“The best defense is a good offense.” That axiom has been applied in a broad array of fields including politics, sports, and the military.
The 1985 Chicago Bears are still regarded as one of the NFL’s best defensive teams ever. Not only did they lead the league in defenses that score, but the Bears defensive unit allowed just 198 points scored during the regular season or roughly 12 points per game. The Bears ‘85 defense was so dominant, they won Super Bowl XX where they only allowed their opponent to score 10 points.
Mao Zedong said, “the only real defense is active defensive,” meaning that defense could be used as a form of offense via counter-attacks. Was this a new concept? Actually, the idea of destroying with defense by paralyzing the enemy’s ability to attack was a strategy echoed in the texts of Machiavelli and Sun Tzu.
Are publicly traded companies becoming more defensive about their view of future earnings? For Q2 2014, Factset reports that 84 companies within the S&P 500 (NYSEARCA:SPY) have issued negative EPS guidance which is slightly lower the record high of 95 set in Q4 2013.
In combat situations, and that’s what investing is, defense is vital.

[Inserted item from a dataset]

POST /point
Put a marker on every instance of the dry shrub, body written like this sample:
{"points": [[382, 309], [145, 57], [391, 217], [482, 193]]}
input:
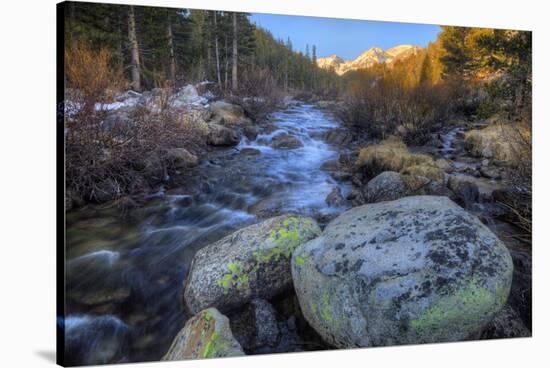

This is particularly true in an investment climate where the vast majority of retail and professional investors are playing a one-dimensional game of offense.
In our Weekly ETF Picks from Mar.12, 2014 we wrote:
“If one must invest in equities, doing it via steady, dividend payers that are defensive is smart. And the Utilities SPDR ETF (NYSEARCA:XLU) fits the bill. The fund carries a dividend yield almost double the S&P 500’s depressed 1.87% yield.”
XLU tracks S&P Utilities, which have easily outperformed the broader S&P 500 (NYSEARCA:VOO) with a 14.76% year-to-date gain. Furthermore, XLU has been a solid defensive performer – even gaining – on days when the broader equity market (NYSEARCA:SCHB) is sharply lower. Over the past two quarters, we’ve collected 0.77 cents in valuable dividends from holding XLU.
Two other ETFs we featured in our Weekly Picks on Feb. 26 and Mar. 5 have defensive characteristics like XLU and have also outperformed the S&P 500, Dow Industrials (NYSEARCA:DIA), and Nasdaq-100 (NasdaqGM:QQQ). Aside from marketing beating performance, both funds have higher dividend payouts (NYSEARCA:DVY) compared to major stock benchmarks. Remember: It’s not just high, but SUSTAINABLE dividends that are a defensive investor’s friend.